The main advantage of GP method is that it leads to arrive at an acceptable compromise solution directly. However the main weakness of classical GP is that the aspiration levels of the goals need to be specified precisely in making a decision. Also the classical GP technique cannot capture directly the uncertainty arises due to the presence of chance constraints associated with the multiobjective decision making problems. To overcome such uncertainties due to probabilistic nature, Charnes and Cooper (1959) first introduced chance constrained programming (CCP) technique. Thereafter different methodological aspects of CCP was discussed by Kataoka (1963), Miller and Wagner (1965), Panne and Popp (1963), Prékopa (1973) and other researchers.
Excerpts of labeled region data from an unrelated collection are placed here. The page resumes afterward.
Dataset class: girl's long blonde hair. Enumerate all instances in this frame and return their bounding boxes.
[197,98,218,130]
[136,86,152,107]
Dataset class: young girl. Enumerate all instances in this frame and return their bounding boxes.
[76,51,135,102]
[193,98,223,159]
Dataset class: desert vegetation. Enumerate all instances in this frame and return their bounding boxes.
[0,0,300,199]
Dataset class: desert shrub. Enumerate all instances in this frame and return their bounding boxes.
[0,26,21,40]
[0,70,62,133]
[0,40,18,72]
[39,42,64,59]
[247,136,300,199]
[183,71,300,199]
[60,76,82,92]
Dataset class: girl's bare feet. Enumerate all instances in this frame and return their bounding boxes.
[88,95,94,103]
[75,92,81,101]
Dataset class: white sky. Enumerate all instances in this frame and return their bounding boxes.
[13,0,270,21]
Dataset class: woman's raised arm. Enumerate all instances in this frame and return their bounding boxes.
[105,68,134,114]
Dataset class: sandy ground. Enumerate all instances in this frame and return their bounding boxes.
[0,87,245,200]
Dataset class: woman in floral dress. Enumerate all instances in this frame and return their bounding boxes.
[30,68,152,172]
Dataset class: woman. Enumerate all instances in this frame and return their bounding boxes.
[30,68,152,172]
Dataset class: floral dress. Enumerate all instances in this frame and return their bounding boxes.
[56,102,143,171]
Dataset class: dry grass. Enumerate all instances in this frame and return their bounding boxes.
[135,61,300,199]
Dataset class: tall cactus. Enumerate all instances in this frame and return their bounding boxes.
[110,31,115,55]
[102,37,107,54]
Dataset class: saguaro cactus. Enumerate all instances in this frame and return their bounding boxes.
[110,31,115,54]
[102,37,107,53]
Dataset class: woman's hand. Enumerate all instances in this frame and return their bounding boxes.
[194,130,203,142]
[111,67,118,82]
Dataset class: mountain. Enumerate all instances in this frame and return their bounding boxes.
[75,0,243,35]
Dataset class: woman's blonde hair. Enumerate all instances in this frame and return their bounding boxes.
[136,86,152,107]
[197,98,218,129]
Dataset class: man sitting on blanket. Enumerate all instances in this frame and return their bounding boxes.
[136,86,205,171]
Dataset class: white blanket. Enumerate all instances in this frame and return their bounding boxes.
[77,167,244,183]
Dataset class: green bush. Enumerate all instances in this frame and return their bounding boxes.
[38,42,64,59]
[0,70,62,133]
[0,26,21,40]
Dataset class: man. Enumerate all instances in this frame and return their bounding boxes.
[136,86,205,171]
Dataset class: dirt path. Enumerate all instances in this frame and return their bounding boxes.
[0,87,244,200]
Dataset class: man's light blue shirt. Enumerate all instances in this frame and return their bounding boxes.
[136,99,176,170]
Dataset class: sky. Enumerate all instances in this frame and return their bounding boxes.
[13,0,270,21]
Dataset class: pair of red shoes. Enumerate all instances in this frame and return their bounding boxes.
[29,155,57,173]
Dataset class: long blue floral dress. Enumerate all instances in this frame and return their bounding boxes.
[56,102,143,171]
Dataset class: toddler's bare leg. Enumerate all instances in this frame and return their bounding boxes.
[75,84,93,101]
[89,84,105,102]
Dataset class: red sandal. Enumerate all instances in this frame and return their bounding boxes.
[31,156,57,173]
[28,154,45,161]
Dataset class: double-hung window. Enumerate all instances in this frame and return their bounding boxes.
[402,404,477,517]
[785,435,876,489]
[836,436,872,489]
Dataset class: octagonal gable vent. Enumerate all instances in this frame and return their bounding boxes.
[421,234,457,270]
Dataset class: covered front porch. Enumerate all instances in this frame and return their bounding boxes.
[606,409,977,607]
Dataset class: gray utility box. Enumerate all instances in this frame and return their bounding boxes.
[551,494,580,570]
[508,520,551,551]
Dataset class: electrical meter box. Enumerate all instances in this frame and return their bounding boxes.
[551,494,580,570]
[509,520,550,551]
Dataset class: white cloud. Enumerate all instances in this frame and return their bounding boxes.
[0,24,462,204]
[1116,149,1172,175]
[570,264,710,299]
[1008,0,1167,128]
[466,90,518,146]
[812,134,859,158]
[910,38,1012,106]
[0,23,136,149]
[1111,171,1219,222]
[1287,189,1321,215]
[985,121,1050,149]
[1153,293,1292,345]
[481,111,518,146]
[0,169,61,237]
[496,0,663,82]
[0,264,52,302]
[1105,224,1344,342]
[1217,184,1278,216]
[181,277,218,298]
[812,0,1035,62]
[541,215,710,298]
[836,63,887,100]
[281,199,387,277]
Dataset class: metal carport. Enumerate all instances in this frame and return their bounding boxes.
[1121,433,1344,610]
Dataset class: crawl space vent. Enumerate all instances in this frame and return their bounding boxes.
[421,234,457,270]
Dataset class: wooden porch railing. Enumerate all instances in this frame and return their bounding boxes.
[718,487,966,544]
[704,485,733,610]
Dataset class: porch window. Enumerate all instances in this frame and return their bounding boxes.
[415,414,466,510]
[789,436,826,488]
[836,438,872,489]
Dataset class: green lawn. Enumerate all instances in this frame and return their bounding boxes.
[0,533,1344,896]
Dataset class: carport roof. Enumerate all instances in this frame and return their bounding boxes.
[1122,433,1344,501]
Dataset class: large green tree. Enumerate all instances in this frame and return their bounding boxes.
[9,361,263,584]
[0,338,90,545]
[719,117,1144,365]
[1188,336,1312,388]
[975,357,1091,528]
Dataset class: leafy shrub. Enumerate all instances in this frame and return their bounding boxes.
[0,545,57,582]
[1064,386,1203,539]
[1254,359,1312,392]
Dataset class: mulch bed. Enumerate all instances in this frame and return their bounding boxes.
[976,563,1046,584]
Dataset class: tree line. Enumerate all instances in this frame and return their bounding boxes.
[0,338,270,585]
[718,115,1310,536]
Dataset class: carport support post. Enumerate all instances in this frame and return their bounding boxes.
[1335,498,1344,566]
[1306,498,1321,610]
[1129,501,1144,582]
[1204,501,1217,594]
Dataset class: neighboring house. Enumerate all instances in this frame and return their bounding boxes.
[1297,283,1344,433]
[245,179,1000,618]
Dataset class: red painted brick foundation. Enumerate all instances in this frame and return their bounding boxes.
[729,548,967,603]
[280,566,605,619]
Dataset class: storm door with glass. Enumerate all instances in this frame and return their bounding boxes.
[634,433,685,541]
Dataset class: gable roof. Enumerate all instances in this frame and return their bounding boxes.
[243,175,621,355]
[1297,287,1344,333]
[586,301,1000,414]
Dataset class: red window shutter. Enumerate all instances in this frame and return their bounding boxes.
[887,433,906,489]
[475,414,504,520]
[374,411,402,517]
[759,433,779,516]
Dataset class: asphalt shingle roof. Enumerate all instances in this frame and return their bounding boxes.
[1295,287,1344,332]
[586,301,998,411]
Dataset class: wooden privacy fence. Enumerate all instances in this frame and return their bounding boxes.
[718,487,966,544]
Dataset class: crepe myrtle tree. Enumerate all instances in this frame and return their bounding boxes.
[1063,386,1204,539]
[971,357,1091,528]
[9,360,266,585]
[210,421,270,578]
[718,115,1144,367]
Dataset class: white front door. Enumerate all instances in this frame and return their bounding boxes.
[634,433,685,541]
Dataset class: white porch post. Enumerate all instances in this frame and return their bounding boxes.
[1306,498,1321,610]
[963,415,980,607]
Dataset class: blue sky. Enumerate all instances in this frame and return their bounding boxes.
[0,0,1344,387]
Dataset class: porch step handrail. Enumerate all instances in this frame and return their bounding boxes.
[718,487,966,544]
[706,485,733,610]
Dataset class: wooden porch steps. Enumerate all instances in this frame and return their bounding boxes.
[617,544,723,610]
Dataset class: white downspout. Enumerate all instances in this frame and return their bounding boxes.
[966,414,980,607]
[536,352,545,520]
Contini (1978) developed an algorithm for stochastic GP problems when the random variables are normally distributed with known means and variances. Stancu-Minasian and Wets (1976) and Maarten and Van Der (2003) discussed research bibliographical surveys in the field of stochastic programming.
Stochastic programming deals with the theory and methods of incorporating stochastic variables into a mathematical programming problem. In most of the stochastic programming approaches, the basic concept is to convert the probabilistic nature of the parameters into an equivalent deterministic model according to the specified confidence levels and the nature of the distribution followed by the random variables.
In practical decision making situation, whether it is probabilistic or deterministic or both, other kind of uncertainty arises due to decision maker’s (DM’s) imprecise understanding of the nature of parameters involved with the problem which are very often ambiguously defined. To overcome the above difficulty the concept of fuzzy set theory, initially proposed by Zadeh (1965), has been introduced in the field of chance constrained multiobjective decision making environment where aspiration level of the goal of the objectives and the aspiration level of parameters involved with the chance constraints are assigned in an imprecise manner. As a result the methodologies developed only for solving stochastic programming problem cannot perform well and also fail to provide satisfactory answers.
To overcome such a situation, Ludhandjula (1983) introduced a fuzzy stochastic programming methodology. Chakravorty (2002) studied CCP in fuzzy environment by considering aspiration level and utility function for objective function and fuzzy probability involved with the system constraints. Sinha et al. (1998) presented a methodology for solving multiobjective chance constrained fuzzy linear programming.